Datasets

June 27, 2024 · View on GitHub

In this document, we provide detailed descriptions of the data files for each scenario.

General Collaborative Filtering

train_mat.pkl This file contains a SciPy sparse matrix of shape [n_user, n_item]. It represents the training set interactions, where each entry with a value greater than 1 indicates an interaction.
valid_mat.pkl This file contains a SciPy sparse matrix of shape [n_user, n_item]. It represents the validation set interactions, where each entry with a value greater than 1 indicates an interaction.
test_mat.pkl This file contains a SciPy sparse matrix of shape [n_user, n_item]. It represents the test set interactions, where each entry with a value greater than 1 indicates an interaction.

train.tsv: This file contains the training sessions. Each line of record follows the format [session_id, item_id_seq, item_id]. The item_id_seq is the observed sequence and the item_id is the next item for supervision.
test.tsv This file contains the testing sessions. Each line of record follows the format [session_id, item_id_seq, item_id]. The item_id_seq is the observed sequence and the item_id is the ground truth next item for testing.

trn_mat.pkl This file contains a SciPy sparse matrix of shape [n_user, n_item]. It represents the training set interactions, where each non-zero entry indicates an interaction.
trn_time.pkl This file contains a SciPy sparse matrix of shape [n_user, n_item] contains timestamps (matrix entry values) of interactions in the training set.
trust_mat.pkl This file contains a SciPy sparse matrix of shape [n_user, n_user] represents social relationships, where non-zero entries indicate that two users have a social relationship.
test_mat.pkl This file contains a SciPy sparse matrix of shape [n_user, n_item]. It represents the test set interactions, where each entry with a value greater than 1 indicates an interaction.
category.pkl This file contains a SciPy sparse matrix of shape [n_item, n_category] represents item categories, where entries mark the categories that an item belongs to (possibly multiple).

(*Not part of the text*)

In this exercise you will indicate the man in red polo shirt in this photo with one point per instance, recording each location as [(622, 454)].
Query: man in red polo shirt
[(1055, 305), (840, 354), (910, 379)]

train.txt This file contains the observed user-item interactions for training. Each line starts with a User ID, followed by the IDs of items that the user has interacted with.
test.txt This file contains the user-item interactions for testing. Each line starts with a User ID, followed by the IDs of items that the user has interacted with.
kg_final.txt This file contains the KG tripltes. Each line of the record follows the format [item_id, relation_id, entry_id].
item_list.txt This file contains the item ID information, which includes org_id, remap_id and freebase_id.
entity_list.txt This file contains the entity ID information, which includes freebase_id and remap_id.
user_list.txt This file contains the user ID information, which includes org_id and remap_id
relation_list.txt This file contains the relation ID information, which includes org_id and remap_id

train_mat_{behavoir}.pkl (e.g., train_mat_buy.pkl) This file contains a SciPy sparse matrix with a shape of [n_user, n_item], where each non-zero entry represents an interaction under a specific behavior.
train_mat_{meta_path}.pkl (e.g.,train_mat_pv_buy.pkl) This file contains a SciPy sparse matrix with a shape of [n_user, n_item]. Each non-zero entry in the matrix indicates an interaction between a user and an item. The interactions recorded in this matrix are the intersection of multiple behaviors.
test_mat.pkl This file contains a SciPy sparse matrix with a shape of [n_user, n_item]. It represents the interactions for evaluation in the test set, where each non-zero entry represents an interaction.
meta_multi_single_beh_user_index_shuffle This file is a list that contains the IDs of users who exhibit specific behaviors used for the meta-training of the CML model (e.g., active users, to avoid model overfitting on noise data).
kg.txt (from datapreprocessing.py) This file contains records of item-item relationships for the KMCLR model, where each interaction is associated with a specific behavior. Each line of the record follows the format [item_id, behavior_id, item_id], indicating the interaction between two items with the corresponding behavior.